# Safe & Flexible Testing of COVID-19 Treatments: flexibly combining results from many trials around the world

Recently, the Machine Learning group at CWI has developed a method for statistical hypothesis testing that are safer and more flexible than traditional ones. While until March 2020, most work was theoretical, now the time has come to put “safe testing” to the test: in a collaboration with UMC Utrecht and Radboud UMC, our method is employed for combining results of several COVID-19 related clinical trials that are currently running in a number of hospitals in various countries.

**The BCG Trials**

The BCG vaccine has been in use since the 1920s as an effective vaccination against tuberculosis. There is substantial evidence that it provides a temporary boost of the immune system. Therefore, many virologists think that, within a limited period after vaccination, the chance of a (serious) corona infection would go down substantially. If this is true, given that the vaccine is cheap and a lot of it is in store world-wide, it could be useful to bridge the period until a real vaccine against COVID-19 becomes available.

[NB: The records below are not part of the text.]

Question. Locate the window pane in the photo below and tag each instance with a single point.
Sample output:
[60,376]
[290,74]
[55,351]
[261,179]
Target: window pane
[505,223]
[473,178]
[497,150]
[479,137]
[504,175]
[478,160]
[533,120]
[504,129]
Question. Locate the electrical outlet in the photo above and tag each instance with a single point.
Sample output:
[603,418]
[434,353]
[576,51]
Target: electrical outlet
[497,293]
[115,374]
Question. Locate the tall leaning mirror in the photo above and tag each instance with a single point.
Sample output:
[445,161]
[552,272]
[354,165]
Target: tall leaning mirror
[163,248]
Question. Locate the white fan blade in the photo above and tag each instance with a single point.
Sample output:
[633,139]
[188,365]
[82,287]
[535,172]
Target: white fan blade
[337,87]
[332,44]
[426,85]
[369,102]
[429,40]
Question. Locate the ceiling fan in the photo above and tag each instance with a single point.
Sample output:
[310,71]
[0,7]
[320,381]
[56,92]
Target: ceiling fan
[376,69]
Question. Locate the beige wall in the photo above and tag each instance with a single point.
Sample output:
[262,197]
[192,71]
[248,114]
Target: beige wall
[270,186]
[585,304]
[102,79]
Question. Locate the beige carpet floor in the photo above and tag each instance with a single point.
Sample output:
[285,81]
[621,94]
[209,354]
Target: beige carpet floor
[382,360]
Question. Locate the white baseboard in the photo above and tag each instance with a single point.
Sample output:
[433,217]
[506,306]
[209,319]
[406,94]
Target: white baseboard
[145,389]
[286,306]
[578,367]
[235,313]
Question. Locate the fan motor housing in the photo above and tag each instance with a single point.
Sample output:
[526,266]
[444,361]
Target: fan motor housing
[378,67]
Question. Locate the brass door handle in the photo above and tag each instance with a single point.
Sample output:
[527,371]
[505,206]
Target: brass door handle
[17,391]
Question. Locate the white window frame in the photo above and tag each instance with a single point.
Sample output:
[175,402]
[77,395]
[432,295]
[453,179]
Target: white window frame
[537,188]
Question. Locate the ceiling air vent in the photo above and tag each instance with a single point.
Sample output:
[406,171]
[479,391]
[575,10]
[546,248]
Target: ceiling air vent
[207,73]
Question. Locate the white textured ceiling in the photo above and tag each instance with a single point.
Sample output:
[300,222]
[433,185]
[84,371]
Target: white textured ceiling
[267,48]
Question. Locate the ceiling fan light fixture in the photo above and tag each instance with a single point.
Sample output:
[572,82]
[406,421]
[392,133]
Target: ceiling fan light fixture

While the BCG vaccine is not a specific corona medication, it could serve as a temporary and partial fix.

To test this hypothesis, several research groups around the world have initiated large scale randomized clinical trials.

The first one was initiated by N. Metea (Radboud) and M. Bonten (Utrecht), but soon thereafter, trials were initiated in Australia, the US, South Africa, Hungary and other places.

In each trial, a number of hospital workers get the BCG vaccine (treatment), and a number get a placebo vaccination (control). It is then checked, during a certain follow-up time, how many in each group get a COVID-19 diagnosis and/or are themselves hospitalized. If the differences are ‘significant’ then we decide that the BCG probably has an effect. If the effect is large enough and in the right direction, we should start giving the BCG vaccine to all hospital workers.

### Safe Testing and S-Values

The difference between our method and traditional ones mostly lies in how one measures the evidence provided by the data. Traditionally, one uses the p-value, and one concludes ‘significance’ if p < 0.05 (or some other predetermined level).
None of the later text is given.